Becoming more financially literate and efficient is another prerequisite. Working with experienced partners, such as consultants and brokers, can assist with growth. However, this can present its own set of challenges.

“Our cost of entry into the coffee industry is very low compared to other industries, meaning business owners with little to no practical knowledge other than liking coffee,” he says. “This situation creates an amazing risk of failure for operational reasons.” 

Can growth lead to an identity crisis?  

Even as brand loyalty wanes in the face of consumers’ growing desires for convenience and easier access to a variety of brands, many roasters owe their success to a regular clientele that they’ve attracted through a particular identity or set of values built around the needs of local markets and customers.
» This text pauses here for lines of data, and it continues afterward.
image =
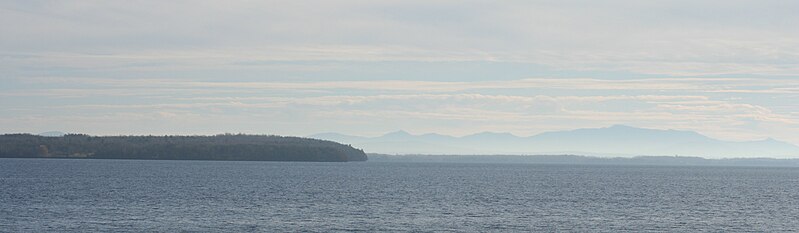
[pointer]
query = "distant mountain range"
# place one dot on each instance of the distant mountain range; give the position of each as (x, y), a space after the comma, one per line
(617, 141)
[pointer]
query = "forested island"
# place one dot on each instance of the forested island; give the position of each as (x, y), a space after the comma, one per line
(219, 147)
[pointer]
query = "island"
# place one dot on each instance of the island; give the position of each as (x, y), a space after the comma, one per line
(239, 147)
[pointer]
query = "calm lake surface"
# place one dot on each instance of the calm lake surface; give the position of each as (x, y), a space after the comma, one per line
(58, 195)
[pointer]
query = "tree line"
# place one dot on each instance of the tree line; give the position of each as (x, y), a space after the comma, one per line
(217, 147)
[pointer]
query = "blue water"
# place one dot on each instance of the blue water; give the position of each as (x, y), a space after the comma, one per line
(63, 195)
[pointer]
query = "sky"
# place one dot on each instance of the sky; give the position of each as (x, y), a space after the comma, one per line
(728, 69)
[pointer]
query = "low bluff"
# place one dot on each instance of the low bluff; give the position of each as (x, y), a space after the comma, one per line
(236, 147)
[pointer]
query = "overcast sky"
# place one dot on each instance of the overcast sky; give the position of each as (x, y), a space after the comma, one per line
(724, 68)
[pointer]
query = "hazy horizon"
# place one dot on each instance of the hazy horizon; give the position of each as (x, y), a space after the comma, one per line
(724, 69)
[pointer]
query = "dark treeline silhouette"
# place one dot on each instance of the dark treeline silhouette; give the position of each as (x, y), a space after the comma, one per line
(218, 147)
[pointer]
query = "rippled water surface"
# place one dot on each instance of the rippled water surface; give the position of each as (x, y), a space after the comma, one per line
(59, 195)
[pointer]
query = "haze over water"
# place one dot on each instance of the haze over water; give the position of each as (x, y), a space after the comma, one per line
(127, 195)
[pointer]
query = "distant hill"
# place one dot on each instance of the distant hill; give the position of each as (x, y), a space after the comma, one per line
(586, 160)
(52, 134)
(219, 147)
(617, 140)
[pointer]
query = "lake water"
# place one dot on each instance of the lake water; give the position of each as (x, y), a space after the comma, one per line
(61, 195)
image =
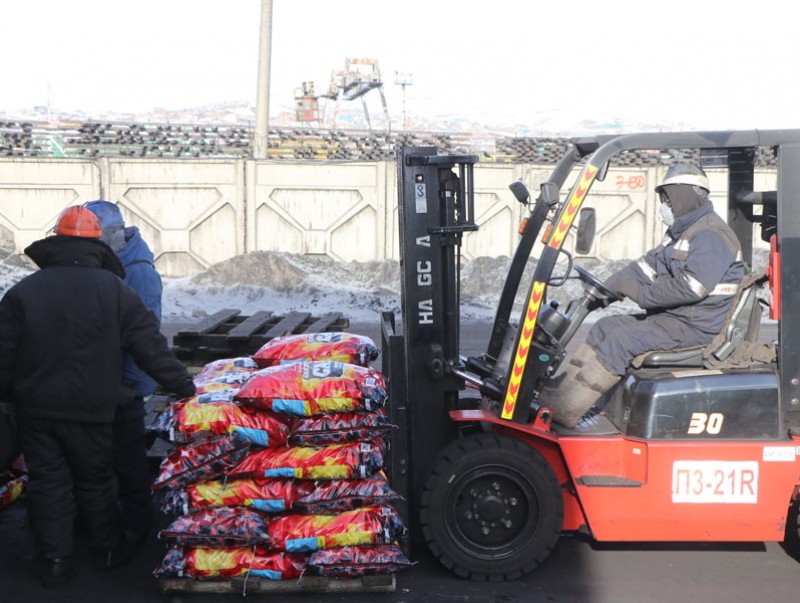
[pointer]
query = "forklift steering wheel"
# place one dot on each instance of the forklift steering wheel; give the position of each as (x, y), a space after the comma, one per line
(593, 282)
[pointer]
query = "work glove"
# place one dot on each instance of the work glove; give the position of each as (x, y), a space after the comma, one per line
(186, 389)
(622, 285)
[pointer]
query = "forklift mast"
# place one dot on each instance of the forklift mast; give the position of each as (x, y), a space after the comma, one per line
(436, 208)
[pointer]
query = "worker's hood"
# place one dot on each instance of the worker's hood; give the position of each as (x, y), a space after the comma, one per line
(684, 198)
(61, 250)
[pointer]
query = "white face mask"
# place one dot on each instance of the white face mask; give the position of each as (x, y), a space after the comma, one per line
(666, 215)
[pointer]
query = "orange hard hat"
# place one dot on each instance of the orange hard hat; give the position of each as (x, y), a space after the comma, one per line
(77, 221)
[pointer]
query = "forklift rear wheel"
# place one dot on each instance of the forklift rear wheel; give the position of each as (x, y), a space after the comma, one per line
(491, 508)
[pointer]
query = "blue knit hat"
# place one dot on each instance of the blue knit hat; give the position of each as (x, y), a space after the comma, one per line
(108, 213)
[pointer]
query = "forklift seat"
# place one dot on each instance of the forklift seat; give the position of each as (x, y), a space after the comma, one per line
(741, 324)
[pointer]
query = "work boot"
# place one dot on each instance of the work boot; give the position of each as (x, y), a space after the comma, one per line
(572, 393)
(56, 572)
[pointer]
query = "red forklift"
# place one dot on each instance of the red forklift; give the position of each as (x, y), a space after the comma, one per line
(684, 450)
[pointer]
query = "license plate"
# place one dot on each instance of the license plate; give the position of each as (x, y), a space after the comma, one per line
(715, 482)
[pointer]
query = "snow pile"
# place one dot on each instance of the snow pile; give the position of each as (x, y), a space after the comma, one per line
(284, 282)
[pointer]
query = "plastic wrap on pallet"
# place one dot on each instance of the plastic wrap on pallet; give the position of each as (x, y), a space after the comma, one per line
(224, 563)
(232, 379)
(338, 428)
(296, 533)
(355, 561)
(315, 388)
(220, 526)
(205, 415)
(202, 460)
(268, 495)
(341, 461)
(219, 367)
(342, 347)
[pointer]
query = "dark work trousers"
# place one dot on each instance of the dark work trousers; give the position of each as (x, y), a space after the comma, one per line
(131, 467)
(619, 339)
(69, 468)
(9, 448)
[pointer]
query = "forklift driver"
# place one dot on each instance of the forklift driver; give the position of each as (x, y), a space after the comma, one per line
(685, 285)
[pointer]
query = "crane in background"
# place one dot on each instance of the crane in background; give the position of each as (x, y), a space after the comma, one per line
(359, 77)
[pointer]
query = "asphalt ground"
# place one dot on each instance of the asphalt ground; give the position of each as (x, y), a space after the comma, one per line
(578, 570)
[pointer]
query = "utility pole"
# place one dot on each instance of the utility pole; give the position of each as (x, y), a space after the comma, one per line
(403, 80)
(262, 95)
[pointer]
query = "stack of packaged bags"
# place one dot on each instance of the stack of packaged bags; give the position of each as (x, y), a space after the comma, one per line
(278, 466)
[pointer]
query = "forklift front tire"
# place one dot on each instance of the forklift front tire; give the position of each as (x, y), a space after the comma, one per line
(491, 508)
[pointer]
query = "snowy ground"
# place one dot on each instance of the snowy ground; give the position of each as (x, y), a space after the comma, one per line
(283, 282)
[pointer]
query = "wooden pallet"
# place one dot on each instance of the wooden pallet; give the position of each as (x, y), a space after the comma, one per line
(306, 584)
(227, 334)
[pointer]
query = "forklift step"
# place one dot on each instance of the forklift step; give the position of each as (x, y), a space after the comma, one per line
(307, 584)
(607, 481)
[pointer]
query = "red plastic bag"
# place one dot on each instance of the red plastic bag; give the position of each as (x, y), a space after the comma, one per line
(220, 526)
(221, 381)
(265, 495)
(341, 461)
(338, 428)
(225, 563)
(309, 533)
(11, 487)
(356, 561)
(203, 416)
(226, 365)
(342, 347)
(314, 388)
(335, 496)
(202, 460)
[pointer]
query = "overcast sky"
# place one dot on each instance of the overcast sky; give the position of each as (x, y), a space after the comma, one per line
(710, 64)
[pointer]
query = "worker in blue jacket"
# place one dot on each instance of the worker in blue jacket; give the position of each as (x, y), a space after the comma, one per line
(130, 450)
(685, 285)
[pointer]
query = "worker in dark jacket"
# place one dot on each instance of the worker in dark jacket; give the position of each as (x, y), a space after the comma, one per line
(130, 449)
(65, 328)
(685, 285)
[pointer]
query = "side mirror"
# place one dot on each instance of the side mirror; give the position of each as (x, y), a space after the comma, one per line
(520, 192)
(602, 172)
(587, 225)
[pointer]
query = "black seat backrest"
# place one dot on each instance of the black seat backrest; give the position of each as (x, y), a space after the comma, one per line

As roasters pursue a way to expand beyond these small, more localised communities, there’s a risk that they’ll need to drastically change or abandon what makes them unique in order to cater to new demographics, such as brand principles or niche marketing. 

“Once you develop your company identity and quality personality, your growth should be guided by these principles. Sacrificing one or the other for the sake of growth will create confusion and challenge the reason consumers buy from you; because they know the company, the products, or the people,” says Spencer.  

While adapting some elements of business to cater new markets, roasters must still find a balance between satisfying new customers and maintaining what made them popular in the first place.

“Consistency builds trust, trust builds loyalty, and loyalty means repeat business – without a clear identity or quality message there is no consistency.”

Achieving this balance is just as important internally within a roasting business as it is externally. Although structural and staffing changes may be required to scale and grow into new markets, adaptation won’t happen overnight.

“Decisions from small companies regarding local suppliers are usually guided by relationships and quality,” he says. “While the business grows and there is more emphasis on financial management and risk controls, the decisions from large companies regarding large suppliers have an emphasis on price and quality.”

While a growing number of roasters are looking to establish themselves in new locations or via new avenues of distribution, they need to remain vigilant of the challenges that lie ahead. 

What has worked well for them historically might not be the recipe for success in the future, and as they seek to adapt, they may lose what made them unique and successful in the first place.